Step 4

Step 4 Audio Clip

Step 4

4.  Made a searching and fearless moral inventory of ourselves.[1]

Writing my inventory was scary for me at first. I didn’t want to look at myself. I was so full of shame and self-loathing that I felt like it was going to be too awful to look at myself and my faults.

I’ve written my inventory more than once, and in different ways.  I have done relationships inventories, chronological inventories, behaviors and beliefs inventories, and defects of character inventories. As I described in my earlier chapter “What’s a Fearless Moral Inventory,” this book is an example of two different types of inventories, a relationships inventory and a defects of character inventory.

All of my inventories have been very insightful.  I was very brave in all of them; I wrote out everything.

This included every little sin:

  • Biting the pickle and putting it back at Chief Charlies
  • Telling Cain I would have sex with him when I had no intention of doing so
  • Letting my father get Alzheimer’s
  • Being too busy so Alex fell out of love with me
  • Not being perfect
  • Not being thin
  • Not being a good guitar player
  • Failing at my Hollywood stardom mission
  • Falling asleep at the wheel while driving
  • Getting in car accidents
  • Masturbating in my dorm room when my roommate was asleep
  • Making Gad responsible for my feelings
  • Making Sam responsible for my feelings
  • Being naked with Travis when I didn’t want to be
  • Fornicating with Brad
  • Doing sexual things with Brad that I didn’t want to do.

No boundaries.  I wrote it all out.  Every little screw-up. 
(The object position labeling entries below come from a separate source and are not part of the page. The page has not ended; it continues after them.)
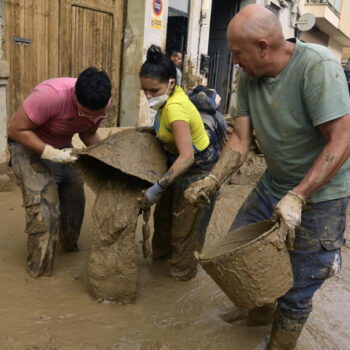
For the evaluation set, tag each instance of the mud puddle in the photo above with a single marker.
(58, 313)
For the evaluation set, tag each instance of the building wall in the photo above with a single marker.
(143, 28)
(131, 62)
(315, 36)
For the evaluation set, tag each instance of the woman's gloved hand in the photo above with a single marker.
(200, 192)
(153, 194)
(288, 213)
(64, 155)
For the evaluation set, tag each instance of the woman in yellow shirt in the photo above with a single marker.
(179, 228)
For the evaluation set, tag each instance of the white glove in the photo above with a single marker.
(288, 212)
(200, 192)
(59, 155)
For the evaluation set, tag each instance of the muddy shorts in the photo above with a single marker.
(316, 255)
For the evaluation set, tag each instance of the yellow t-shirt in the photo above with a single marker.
(179, 107)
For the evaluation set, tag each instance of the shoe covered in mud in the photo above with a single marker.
(282, 339)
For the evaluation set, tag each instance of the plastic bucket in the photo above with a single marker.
(250, 264)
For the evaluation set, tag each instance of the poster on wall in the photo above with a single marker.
(157, 9)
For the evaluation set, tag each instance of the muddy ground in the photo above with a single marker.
(58, 313)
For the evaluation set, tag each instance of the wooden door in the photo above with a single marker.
(52, 38)
(31, 46)
(90, 35)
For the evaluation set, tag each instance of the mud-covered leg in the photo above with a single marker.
(161, 240)
(112, 268)
(41, 246)
(40, 200)
(189, 225)
(72, 206)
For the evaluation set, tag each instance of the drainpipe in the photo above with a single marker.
(202, 54)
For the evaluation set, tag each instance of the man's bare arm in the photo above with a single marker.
(331, 159)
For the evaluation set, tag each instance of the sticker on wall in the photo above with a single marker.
(156, 23)
(157, 7)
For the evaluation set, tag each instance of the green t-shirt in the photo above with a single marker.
(285, 112)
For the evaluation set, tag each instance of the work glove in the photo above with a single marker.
(200, 192)
(64, 155)
(153, 194)
(288, 213)
(146, 129)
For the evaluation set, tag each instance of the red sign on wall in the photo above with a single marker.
(157, 7)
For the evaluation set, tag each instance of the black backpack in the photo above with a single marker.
(204, 100)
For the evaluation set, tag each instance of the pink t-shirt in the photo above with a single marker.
(52, 105)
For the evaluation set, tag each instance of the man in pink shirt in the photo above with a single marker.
(40, 142)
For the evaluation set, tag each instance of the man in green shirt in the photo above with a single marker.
(295, 96)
It was very difficult for me to face the fact that I had to hold myself accountable in the molestation event with Cain. I told him I would have sex with him when I had no intention of doing so. That was a very difficult thing for me to look at.  But it did teach me to let my yes be yes and my no be no. That was a tough lesson.

Step 4 is a really tough, raw, long, hard look at myself every time I do it.  It is always very enlightening, and humbling.


[1] Codependence Anonymous, Codependents Anonymous. (Dallas, TX: CoDA Resource Publishing, 1995), p. vi.